An exploration of how lives torn apart during the Greek junta period still seek closure years later, “A Song Is Not Enough” aims high but falls short of its target. First feature by writer-director Elisavet Hronopoulou, who made a video docu, “Political Confinement in 20th Century Greece” three years ago, needs tightening by some 20 minutes to bring the central relationship into clearer focus. Amid the dramatic loose ends, there’s some good stuff here, and fine perfs, but pic takes too much for granted to work well with offshore auds.
Though it’s never directly explained — date captions should be added for non-Greek viewers — film’s two timeframes are the early ’70s, during the middle of right-wing military rule, and the early ’90s. Movie swings back and forth between the two periods, with B&W for the earlier material. Given the added problem of some characters not being immediately named or their relationships stated, initial reels are more than a tad confusing.
Main character in the ’90s strand is Olga (actress-singer Fotini Papadodima), a 28-year-old documaker working on a project about a former political prisoner. Her father, Manolis (Babis Yotopoulos), is a drunk, and lives at home with her, her partner and young child.
With no initial explanation, pic flashes back in monochrome to show an experimental theater troupe rehearsing a production. Femme star is Irini Halkiadaki (Gogo Brebou), who has a strong-minded 8-year-old daughter, Olga (Alexandra Karoni, in one of pic’s best performances), and an ex, Manolis (actor-songwriter Yannis Kokiasmenos), who pays her child-support and still comes ’round for drunken sex. Young Olga can’t stand him.
When Irini is imprisoned by the political police, Olga ends up staying at home with Manolis, and the kid starts to take a liking to him. Manolis, however, starts an affair with Irini’s best friend, Vasia (Anna Koutsaftiki), who then takes over Irini’s role in the theater production. When Irini is released (two years later, though again this isn’t stated on screen), Olga tells her mom she wants to live with her father.
Story is gradually resolved through the ’90s strand, set during the 24 hours prior to a new play in which the now middle-aged, diva-esque Irini (also Brebou) is starring. The big question is whether Olga, who’s now the same age her mom was when she was imprisoned, will attend the first night to patch things up.

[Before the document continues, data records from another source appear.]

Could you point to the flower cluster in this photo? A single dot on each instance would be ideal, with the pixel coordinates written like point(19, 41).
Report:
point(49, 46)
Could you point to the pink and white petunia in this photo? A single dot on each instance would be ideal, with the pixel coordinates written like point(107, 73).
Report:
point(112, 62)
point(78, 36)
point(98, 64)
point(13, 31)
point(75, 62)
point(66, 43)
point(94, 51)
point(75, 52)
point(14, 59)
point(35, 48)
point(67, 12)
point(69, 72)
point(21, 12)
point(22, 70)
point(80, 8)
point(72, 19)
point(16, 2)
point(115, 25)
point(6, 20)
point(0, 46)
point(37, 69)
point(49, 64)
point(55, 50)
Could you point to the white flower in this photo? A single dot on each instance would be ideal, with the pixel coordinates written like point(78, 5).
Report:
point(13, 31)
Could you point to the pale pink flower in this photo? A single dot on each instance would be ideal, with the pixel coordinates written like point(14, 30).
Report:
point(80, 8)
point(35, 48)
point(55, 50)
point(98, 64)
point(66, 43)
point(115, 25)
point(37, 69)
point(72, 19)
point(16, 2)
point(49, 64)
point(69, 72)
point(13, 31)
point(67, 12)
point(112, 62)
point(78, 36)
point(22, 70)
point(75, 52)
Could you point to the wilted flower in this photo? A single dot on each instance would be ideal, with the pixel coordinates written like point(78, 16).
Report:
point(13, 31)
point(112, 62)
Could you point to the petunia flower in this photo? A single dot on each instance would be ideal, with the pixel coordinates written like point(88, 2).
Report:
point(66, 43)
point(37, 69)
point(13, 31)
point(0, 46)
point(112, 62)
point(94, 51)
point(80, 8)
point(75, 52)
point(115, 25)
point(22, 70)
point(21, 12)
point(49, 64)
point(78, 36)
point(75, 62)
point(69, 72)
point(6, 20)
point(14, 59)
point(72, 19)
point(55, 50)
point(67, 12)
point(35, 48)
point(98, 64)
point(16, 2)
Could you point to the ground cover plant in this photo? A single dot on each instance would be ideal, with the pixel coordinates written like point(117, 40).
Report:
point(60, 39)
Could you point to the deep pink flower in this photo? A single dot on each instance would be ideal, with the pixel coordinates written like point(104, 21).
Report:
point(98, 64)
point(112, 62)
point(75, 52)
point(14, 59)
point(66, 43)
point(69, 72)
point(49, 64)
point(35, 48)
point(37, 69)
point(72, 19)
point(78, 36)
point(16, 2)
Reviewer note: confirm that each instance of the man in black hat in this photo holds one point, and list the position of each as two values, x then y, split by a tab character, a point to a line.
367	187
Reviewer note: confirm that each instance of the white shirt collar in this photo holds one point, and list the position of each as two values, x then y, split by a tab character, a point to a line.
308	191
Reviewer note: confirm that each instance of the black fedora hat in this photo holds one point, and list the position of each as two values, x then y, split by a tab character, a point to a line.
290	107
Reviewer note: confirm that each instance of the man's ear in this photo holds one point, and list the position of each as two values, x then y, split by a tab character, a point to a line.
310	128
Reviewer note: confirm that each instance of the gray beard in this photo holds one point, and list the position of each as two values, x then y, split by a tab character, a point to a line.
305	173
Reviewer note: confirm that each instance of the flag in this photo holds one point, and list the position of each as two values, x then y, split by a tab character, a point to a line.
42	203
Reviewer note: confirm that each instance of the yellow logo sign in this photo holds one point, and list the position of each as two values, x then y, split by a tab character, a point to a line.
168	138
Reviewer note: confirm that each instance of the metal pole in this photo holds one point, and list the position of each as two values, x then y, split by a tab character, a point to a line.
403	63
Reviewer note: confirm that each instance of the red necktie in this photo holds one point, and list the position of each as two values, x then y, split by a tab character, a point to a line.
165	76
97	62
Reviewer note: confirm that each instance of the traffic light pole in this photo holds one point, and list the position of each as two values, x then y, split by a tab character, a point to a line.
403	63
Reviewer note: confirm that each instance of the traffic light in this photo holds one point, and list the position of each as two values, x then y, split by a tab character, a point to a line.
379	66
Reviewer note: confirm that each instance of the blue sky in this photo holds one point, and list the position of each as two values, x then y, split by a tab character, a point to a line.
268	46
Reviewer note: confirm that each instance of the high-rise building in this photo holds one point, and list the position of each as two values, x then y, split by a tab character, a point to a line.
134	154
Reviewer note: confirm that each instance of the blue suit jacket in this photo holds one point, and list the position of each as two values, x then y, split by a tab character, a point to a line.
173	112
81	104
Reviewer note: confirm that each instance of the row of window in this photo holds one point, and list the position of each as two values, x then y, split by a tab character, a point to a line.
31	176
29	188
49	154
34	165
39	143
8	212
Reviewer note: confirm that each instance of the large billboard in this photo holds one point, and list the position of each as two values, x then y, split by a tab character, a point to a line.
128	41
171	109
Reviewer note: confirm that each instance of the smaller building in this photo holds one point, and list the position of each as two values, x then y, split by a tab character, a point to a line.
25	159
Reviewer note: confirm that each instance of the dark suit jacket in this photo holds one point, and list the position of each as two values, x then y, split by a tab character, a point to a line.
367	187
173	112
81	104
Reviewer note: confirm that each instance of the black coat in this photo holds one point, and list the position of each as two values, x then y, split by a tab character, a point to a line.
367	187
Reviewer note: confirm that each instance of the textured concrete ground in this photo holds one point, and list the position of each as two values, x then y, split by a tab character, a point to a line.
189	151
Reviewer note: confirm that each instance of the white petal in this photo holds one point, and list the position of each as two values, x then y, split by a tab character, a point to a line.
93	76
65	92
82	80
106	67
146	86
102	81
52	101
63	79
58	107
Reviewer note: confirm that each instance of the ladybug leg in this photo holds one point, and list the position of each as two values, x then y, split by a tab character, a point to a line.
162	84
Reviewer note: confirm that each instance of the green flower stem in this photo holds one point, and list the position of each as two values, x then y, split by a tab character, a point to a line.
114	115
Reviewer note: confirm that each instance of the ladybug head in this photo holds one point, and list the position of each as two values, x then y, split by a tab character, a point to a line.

Once the viewer sorts out what’s going on, and who’s who, opening reels sketch an interesting array of characters, with Brebou and Kokiasmenos showing good chemistry as the parents, and young Karoni providing strong thesping cement between the two. Though some characters remain underdeveloped, especially Vasia and Manolis’ father, these B&W scenes are far more involving than the color ’90s ones.

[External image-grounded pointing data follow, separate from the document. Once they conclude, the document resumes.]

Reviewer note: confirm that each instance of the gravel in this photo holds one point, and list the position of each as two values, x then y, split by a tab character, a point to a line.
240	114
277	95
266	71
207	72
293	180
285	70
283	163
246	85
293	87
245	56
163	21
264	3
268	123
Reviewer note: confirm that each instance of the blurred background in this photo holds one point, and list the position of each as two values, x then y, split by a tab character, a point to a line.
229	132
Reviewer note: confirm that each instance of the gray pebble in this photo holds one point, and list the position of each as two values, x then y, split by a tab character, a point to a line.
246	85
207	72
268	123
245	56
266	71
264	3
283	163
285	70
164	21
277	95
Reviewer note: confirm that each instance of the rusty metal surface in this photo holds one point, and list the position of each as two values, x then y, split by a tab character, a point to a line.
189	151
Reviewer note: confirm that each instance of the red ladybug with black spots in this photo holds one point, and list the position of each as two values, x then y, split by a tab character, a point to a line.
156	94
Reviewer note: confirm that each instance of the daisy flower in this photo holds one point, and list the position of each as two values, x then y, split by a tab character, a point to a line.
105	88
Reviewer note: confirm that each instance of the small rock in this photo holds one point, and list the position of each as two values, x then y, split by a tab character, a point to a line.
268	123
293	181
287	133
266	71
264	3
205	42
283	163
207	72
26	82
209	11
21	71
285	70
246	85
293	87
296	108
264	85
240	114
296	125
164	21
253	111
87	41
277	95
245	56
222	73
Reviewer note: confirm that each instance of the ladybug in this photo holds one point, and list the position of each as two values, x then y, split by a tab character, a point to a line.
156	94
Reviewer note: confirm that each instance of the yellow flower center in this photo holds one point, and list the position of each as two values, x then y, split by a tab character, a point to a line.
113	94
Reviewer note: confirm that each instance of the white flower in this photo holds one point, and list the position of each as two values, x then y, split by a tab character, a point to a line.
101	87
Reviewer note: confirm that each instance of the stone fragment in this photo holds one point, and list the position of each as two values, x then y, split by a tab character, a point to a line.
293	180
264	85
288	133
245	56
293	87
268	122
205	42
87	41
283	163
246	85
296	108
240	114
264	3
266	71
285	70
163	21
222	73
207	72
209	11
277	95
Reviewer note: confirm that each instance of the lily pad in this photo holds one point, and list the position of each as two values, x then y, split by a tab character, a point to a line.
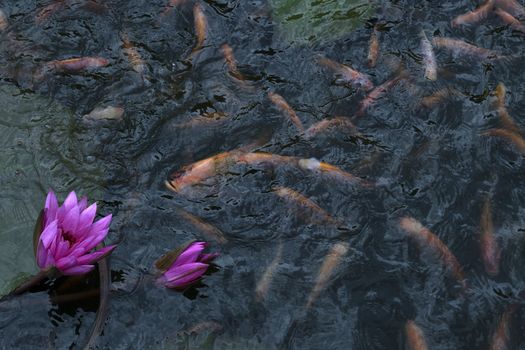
310	21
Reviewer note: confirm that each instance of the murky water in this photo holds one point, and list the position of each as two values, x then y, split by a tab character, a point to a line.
431	164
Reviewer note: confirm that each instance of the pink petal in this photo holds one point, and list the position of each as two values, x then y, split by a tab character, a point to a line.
70	221
191	254
78	270
96	256
51	207
184	275
87	216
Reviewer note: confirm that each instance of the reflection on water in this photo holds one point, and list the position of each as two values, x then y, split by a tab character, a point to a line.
420	148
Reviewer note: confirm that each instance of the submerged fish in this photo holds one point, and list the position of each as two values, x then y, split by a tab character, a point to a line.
318	214
341	123
347	74
415	336
490	251
107	113
510	20
426	238
261	290
459	47
201	26
74	65
207	229
281	103
429	59
511	136
475	16
373	49
337	252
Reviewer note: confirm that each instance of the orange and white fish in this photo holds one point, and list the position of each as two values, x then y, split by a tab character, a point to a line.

However, pic starts to lose its way once Irini is imprisoned. Lengthy jail scenes shift the focus too far away from the movie’s core. Final act, after her release, leads to an over-pat conclusion.
Performances by the large number of supporting thesps are fine down the line. The melancholy, drone-like score (by Kokiasmenos and Manolis Angelakis) is distinctive; less happy is the corny use of Beethoven’s Pastoral Symphony when Irini is released from stir.